[PATCH] Implementing Swing Modulo Scheduling in GCC
Ayal Zaks
ZAKS@il.ibm.com
Wed Mar 31 22:09:00 GMT 2004
Here are some answers:
Vladimir Makarov <vmakarov@redhat.com> wrote on 26/03/2004 21:52:51:
>
> Hi, Ayal and Mostafa.
>
> Sorry for the delay with review. It took time because the patch
> is big and not trivial. I still examined some patch code and probably
> will write more.
>
>
> > This patch includes the initial version of the modulo scheduler
> > (following http://gcc.gnu.org/ml/gcc/2004-02/msg00071.html).
> > It is implemented as a separate phase immediately preceding the
> > first schedule_insn pass, and is activated by -fmodulo-sched flag
> > (it is inactive by default).
> >
>
> Have you tested compiler with this patch? It would be reasonable to
> make bootstrap with the option is switched on by default.
Yes, we have.
>
> It is interesting how gcc is slower when the option is on.
>
> Also this is a machine-independent patch so it should be tested on
> some other platforms too.
We are applying your changes and plan to make additional testing when we
resubmit the patch.
>
> It would be great to post some benchmark results of usage of this
> patch. I think nobody expects improvements for SPEC because MS is too
> specific optimization oriented to scientific application. But results
> for any benchmark (like sorting, fft, matrix multiplication or
> whetstone) could say about potential of the optimization.
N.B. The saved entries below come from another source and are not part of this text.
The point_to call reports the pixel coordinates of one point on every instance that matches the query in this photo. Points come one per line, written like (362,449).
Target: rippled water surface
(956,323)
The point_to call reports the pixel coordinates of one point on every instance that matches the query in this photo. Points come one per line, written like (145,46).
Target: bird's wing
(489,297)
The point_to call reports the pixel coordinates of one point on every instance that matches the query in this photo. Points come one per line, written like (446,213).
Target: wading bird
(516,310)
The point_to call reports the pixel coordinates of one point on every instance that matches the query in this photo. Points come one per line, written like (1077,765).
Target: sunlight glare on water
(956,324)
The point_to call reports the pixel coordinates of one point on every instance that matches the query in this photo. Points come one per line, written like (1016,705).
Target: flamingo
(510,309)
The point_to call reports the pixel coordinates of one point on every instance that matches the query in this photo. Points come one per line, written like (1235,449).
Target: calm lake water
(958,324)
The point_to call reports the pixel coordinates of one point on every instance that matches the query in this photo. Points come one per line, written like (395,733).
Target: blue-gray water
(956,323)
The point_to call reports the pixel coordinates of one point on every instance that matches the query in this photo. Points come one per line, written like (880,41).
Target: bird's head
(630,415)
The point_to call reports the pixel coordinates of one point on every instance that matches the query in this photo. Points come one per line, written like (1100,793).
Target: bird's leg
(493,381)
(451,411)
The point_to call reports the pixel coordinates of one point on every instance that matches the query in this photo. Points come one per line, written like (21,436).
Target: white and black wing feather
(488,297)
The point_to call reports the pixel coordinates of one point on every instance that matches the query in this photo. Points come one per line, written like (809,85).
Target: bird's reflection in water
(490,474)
We hope to get to this later; currently mainline might not be tuned for
performance so the numbers may be misleading.
[snip]
>
> > The simple example
> >
> > float dot (float* a, float* b, int n)
> > {
> > int i;
> > float result = 0;
> >
> > for (i=0; i<7; i++)
> > result += a[i]*b[i];
> >
> > return result;
> > }
> >
> > is modulo-scheduled (on powerpc-apple-darwin6.4 with -O3
-fmodulo-sched)
> > into:
> >
> > _dot:
> > mflr r6
> > stw r31,-8(r1)
> > li r2,0
> > li r0,6 /* adjusting loop count */
> > bcl 20,31,"L00000000001$pb"
> > "L00000000001$pb":
> > mtctr r0
> > slwi r5,r2,2
> > addi r2,r2,1
> > mflr r31
> > stw r6,16(r1)
> > lfsx f13,r5,r3 /* prolog */
> > lfsx f0,r5,r4 /* prolog */
> > addis r9,r31,ha16(LC0-"L00000000001$pb")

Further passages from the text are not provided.